Those are the treed slopes of Manhattan's Highbridge Park across the Harlem River.
Those are the treed slopes of Manhattan's Highbridge Park across the Harlem River.
To walk all around the neighborhood of Highbridge is to walk up and down ten million stairs. Ahead: one of many precipitous drops I would encounter on my route today.
On several occasions, I've seen vehicles pull up to open fire hydrants and drive really slowly through the spray. It seems like this would only get about one-third of your car clean-ish (and you can't turn around to wash the other side on these one-way streets), but, hey, who doesn't love free stuff?
Meanwhile, on the other end of the spectrum...
Or is this the other end of the spectrum? More precise spectrum definition needed!
The former Grammar School No. 91, "one of the finest examples of the [Romanesque Revival] style in the Bronx", was built in 1889 "of brick and Harlem River stone". It was designed by George W. Debevoise, the predecessor of Charles B.J. Snyder.
In 1895, when the school was "known for its cleanliness, the entire building being especially inviting", a delegation of visiting school officers was "entertained at assembly by singing from the school, solos from two young lady pupils, and an attractive drill with umbrellas and dumb bells. The visitors expressed their gratification with the discipline of the school and the uniformly neat and refined appearance of the children."

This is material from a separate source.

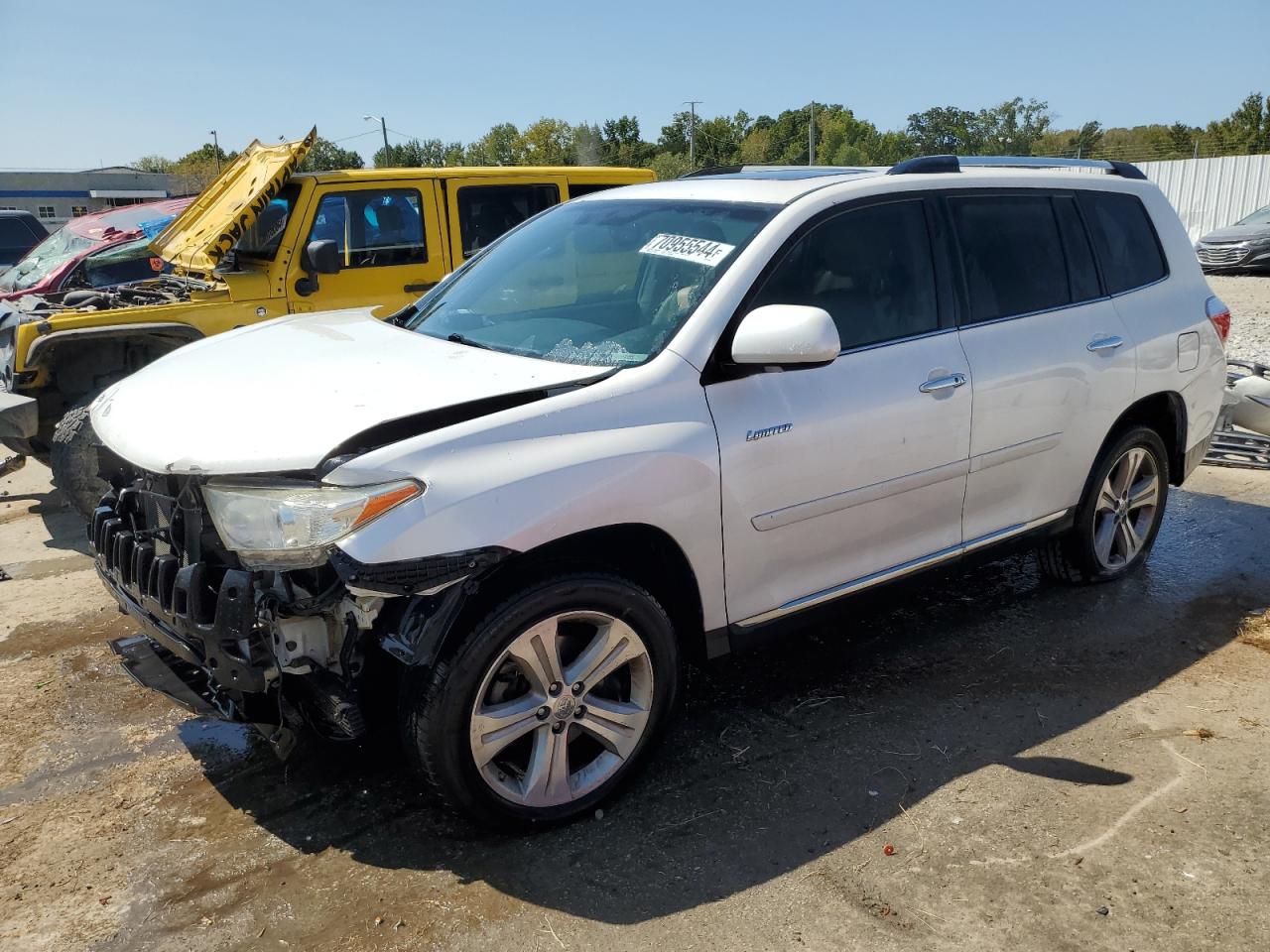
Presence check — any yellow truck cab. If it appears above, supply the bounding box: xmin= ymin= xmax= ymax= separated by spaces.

This hillside array of grates, located near the Bronx end of the Concourse Tunnel (which carries the B and D trains beneath the Harlem River), is presumably used for subway ventilation.
The Harlem River lighthouse is now orange! It was repainted by a self-storage firm that has taken over the property since our last visit.
This was merely an exhaust stack for the old Yankee Stadium until Joe Garagiola Jr. reportedly had the idea to ask Hillerich & Bradsby, the company that makes Louisville Sluggers, to stick a knob-like protrusion on the top and turn it into a gigantic Babe Ruth-model bat. Predating the peeling tape on the handle, supersized versions of the batmaker's logo and the Babe's signature once adorned the shaft, but seem to have been lost to subsequent paint jobs. The Bat became a popular meeting place for fans outside the old stadium, and, while the stadium has since been torn down, The Bat remains, now towering above Heritage Field and the passageway to the new Metro-North station.
"I thought it would be nice to take the stars and de-brand them in a way."
This piece by Ellen Harvey (more photos and info here) lines a passageway at the Yankee Stadium Metro-North station. According to the artist:
The mosaic consists of eleven 18 ft. by 6.75 ft. panels. The panels show a sunset and moon and star rise in 15 minute increments, starting at 6.30pm (the time most Yankee fans would be arriving at the train station for an evening game) and ending at 9 pm. The sky depicted is based on watercolors based on photographs of a typically spectacular Bronx sunset and the location of the sun, moon and stars are those that viewers would experience gazing in the direction of the walkway wall in April of 2009 (the completion date of the new Yankee Stadium). Of course, given the light pollution of the city, the stars in the final panels of the mosaic would never actually be visible to the naked eye.
Initially, I thought these might be seats salvaged from the old Yankee Stadium bleachers, the former home of the Bleacher Creatures, but, after poking around on the web for a bit, I can see that they're not. My search wasn't entirely in vain, however, as it led me to this 1956 poem by a young John Updike:
Tao in the Yankee Stadium Bleachers
Distance brings proportion. From here
the populated tiers
as much as players seem part of the show:
a constructed stage beast, three folds of Dante’s rose,
or a Chinese military hat
cunningly chased with bodies.
“Falling from his chariot, a drunk man is unhurt
because his soul is intact. Not knowing his fall,
he is unastonished, he is invulnerable.”
So, too, the “pure man”—“pure”
in the sense of undisturbed water.
“It is not necessary to seek out
a wasteland, swamp, or thicket.”
The opposing pitcher’s pertinent hesitations,
the sky, this meadow, Mantle’s thick baked neck,
the old men who in the changing rosters see
a personal mutability,
green slats, wet stone are all to me
as when an emperor commands
a performance with a gesture of his eyes.
“No king on his throne has the joy of the dead,”
the skull told Chuang-tzu.
The thought of death is peppermint to you
when games begin with patriotic song
and a democratic sun beats broadly down.
The Inner Journey seems unjudgeably long
when small boys purchase cups of ice
and, distant as a paradise,
experts, passionate and deft,
hold motionless while Berra flies to left.